September 21, 2009|By JENNIFER FITCH

WAYNESBORO, PA. -- The Washington Township Supervisors say the Waynesboro Borough Council is stuck with the bill for a new traffic light at the intersection of Pa. 16 and Northeast Avenue.

Borough Manager Lloyd Hamberger, on behalf of the council, sent the supervisors a letter dated Sept. 17 and in it asked for shared funding. The council talked last Wednesday about borrowing money for the project and asking the supervisors to pay for half.

The borough engineer estimated the traffic light could cost more than $100,000.

The supervisors said they're not paying for a traffic light that's not within their municipality. And they made it clear they resent the council's assumption they'd put up the money for half.

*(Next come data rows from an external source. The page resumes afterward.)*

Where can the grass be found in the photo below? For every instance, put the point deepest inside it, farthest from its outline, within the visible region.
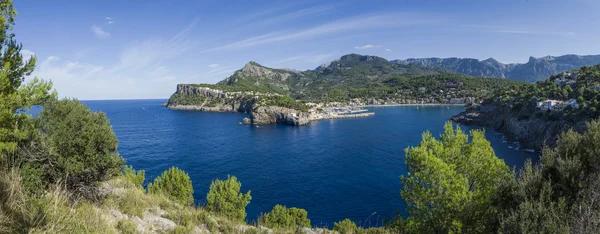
(57, 211)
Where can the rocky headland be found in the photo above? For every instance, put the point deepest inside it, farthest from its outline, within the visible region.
(531, 133)
(253, 103)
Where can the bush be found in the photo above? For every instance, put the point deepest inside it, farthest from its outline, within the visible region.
(225, 198)
(282, 217)
(134, 177)
(345, 226)
(82, 147)
(174, 183)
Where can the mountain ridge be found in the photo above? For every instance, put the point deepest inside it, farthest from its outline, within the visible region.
(535, 69)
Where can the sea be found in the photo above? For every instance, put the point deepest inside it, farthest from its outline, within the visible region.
(334, 169)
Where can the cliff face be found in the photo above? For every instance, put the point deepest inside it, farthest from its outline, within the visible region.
(530, 133)
(207, 99)
(276, 114)
(188, 97)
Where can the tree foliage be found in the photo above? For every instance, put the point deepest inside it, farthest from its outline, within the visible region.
(224, 197)
(561, 194)
(133, 176)
(345, 226)
(283, 217)
(82, 147)
(450, 182)
(15, 98)
(174, 183)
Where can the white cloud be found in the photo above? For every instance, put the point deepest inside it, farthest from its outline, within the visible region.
(368, 46)
(296, 14)
(27, 53)
(140, 71)
(311, 58)
(99, 32)
(368, 22)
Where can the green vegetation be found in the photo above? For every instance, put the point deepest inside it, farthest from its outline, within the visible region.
(81, 145)
(133, 176)
(345, 226)
(585, 88)
(451, 183)
(59, 171)
(224, 198)
(353, 77)
(174, 183)
(282, 217)
(179, 99)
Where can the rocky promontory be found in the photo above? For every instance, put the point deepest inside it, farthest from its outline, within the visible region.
(531, 133)
(260, 106)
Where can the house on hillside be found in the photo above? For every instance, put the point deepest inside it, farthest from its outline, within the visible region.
(555, 105)
(552, 105)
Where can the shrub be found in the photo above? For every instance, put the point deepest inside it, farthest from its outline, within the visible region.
(174, 183)
(345, 226)
(127, 226)
(133, 176)
(282, 217)
(225, 198)
(82, 144)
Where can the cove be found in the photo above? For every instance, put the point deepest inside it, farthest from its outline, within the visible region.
(335, 169)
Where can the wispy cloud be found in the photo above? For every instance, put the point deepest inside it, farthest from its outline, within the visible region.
(368, 22)
(296, 14)
(99, 32)
(27, 53)
(141, 64)
(312, 58)
(506, 30)
(368, 46)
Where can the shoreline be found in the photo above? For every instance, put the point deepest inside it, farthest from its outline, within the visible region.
(424, 104)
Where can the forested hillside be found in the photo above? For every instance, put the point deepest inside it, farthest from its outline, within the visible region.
(360, 79)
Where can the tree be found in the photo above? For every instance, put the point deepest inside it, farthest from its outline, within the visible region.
(345, 226)
(133, 176)
(282, 217)
(561, 194)
(82, 147)
(174, 183)
(450, 182)
(224, 198)
(15, 98)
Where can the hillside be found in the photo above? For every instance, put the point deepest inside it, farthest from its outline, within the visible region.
(535, 115)
(536, 69)
(353, 79)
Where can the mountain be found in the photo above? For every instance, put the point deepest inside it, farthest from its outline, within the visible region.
(272, 95)
(536, 69)
(535, 115)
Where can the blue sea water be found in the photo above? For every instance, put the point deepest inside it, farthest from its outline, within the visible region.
(335, 169)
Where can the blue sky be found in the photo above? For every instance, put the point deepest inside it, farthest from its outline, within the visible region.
(142, 49)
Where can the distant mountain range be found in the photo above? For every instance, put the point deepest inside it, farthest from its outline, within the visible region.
(536, 69)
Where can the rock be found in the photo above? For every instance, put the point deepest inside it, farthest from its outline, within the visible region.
(276, 114)
(531, 133)
(246, 121)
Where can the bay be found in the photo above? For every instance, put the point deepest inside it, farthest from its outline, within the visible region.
(335, 169)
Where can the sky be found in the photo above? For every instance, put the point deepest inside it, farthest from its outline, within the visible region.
(97, 50)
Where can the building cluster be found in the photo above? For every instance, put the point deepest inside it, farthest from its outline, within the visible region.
(556, 105)
(566, 78)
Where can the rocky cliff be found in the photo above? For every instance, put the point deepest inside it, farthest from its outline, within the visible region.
(534, 70)
(532, 133)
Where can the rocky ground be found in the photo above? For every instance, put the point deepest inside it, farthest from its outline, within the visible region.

"Their statements are irresponsible ... and inaccurate," Supervisor Stephen Kulla said.

The council and supervisors disagree whether the supervisors committed to 50 percent of the bill. Both boards have pointed to minutes from a February 2008 meeting as part of their argument.


Supervisors Kulla and Elaine Gladhill attended that borough meeting, but said they made no promise and actually can't commit without other board members. A subsequent letter said the supervisors would support grant applications and consider helping with financing if money was available.

"Two of us couldn't have made a decision for this board," Gladhill said.

On Wednesday, township Solicitor John Lisko said township code only authorizes road and other infrastructure improvements within the municipality. The idea is that township tax dollars can't be spent elsewhere.

"None of the intersection is in the township," Township Manager Mike Christopher said, adding that the eastern edge of Northeast Avenue serves as the municipal boundary, but the pavement is in the borough.

Supervisor John Gorman said a response letter should state the township will still assist with grant applications.

A previous borough council received a state grant to install the traffic light and rejected the money.